The SABC has decided to cancel the public broadcaster's long-running weekly Special Assignment investigative magazine programme on SABC3 after 24 years, blaming low TV ratings.
The last episode is set to air on 2 August.
Special Assignment's viewership drop on SABC3 is however not unique, with the majority of SABC3's programming schedule struggling in the South African TV ratings race.
SABC3 is currently the public broadcaster’s channel with the lowest ratings among its three major TV channels.
The channel has also felt the brunt of the impact of the South African government and Sentech's switch-off of analogue TV signal transmitters in the switch to digital terrestrial television (DTT).
Special Assignment's timeslot will be filled with a shortened version of the longer SABC News (DStv 404) channel's studio-based programme, It's Topical, while SABC News and SABC3 consider the option of a new investigative magazine show for the public broadcaster.
Special Assignment, which first aired in August 1998, has been competing over decades in the investigative television journalism space with e.tv's 3rd Degree hosted by Debora Patta and later Checkpoint with Nkepile Mabuse, as well as Devi fronted by Devi Sankaree Govender also on e.tv and eNCA (DStv 403); and the long-running Carte Blanche on M-Net (DStv 101) from Combined Artistic Productions.
The SABC used the chaotic and disorganised behind-the-scenes drama surrounding the broadcast of an episode of Special Assignment on 14 September 2021 about the towtruck-industry which should still have been held back by the broadcaster following a court interdict, as evidence to get rid of the former SABC News boss Phathiswa Magopeni, arguing that she was responsible for not preventing the episode from being aired and negligent.

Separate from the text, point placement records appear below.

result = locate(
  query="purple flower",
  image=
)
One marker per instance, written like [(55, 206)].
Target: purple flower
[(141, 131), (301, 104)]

Special Assignment executive producer Busisiwe Ntuli who testified in Phathiswa Magopeni's disciplinary hearing, supported her, saying the mistake of airing the episode was not the news division or Special Assignment's fault but due to an issue with the original and replacement programme codes being similar which is the responsibility of the SABC's video entertainment department.
Phathiswa Magopeni said that the SABC used the Special Assignment issue to "hound" her out of the public broadcaster.
About Special Assignment's abrupt cancellation, Moshoeshoe Monare, SABC News boss, told staff in a letter that the show is now getting axed because Special Assignment "has lost its mojo and signature influence, with the consequential effects being loss of audience".
Ndindi Cola, SABC spokesperson, didn't respond to a media query made last week about the canning of Special Assignment and questions around it, including what will be happening to staff who have been working on the show.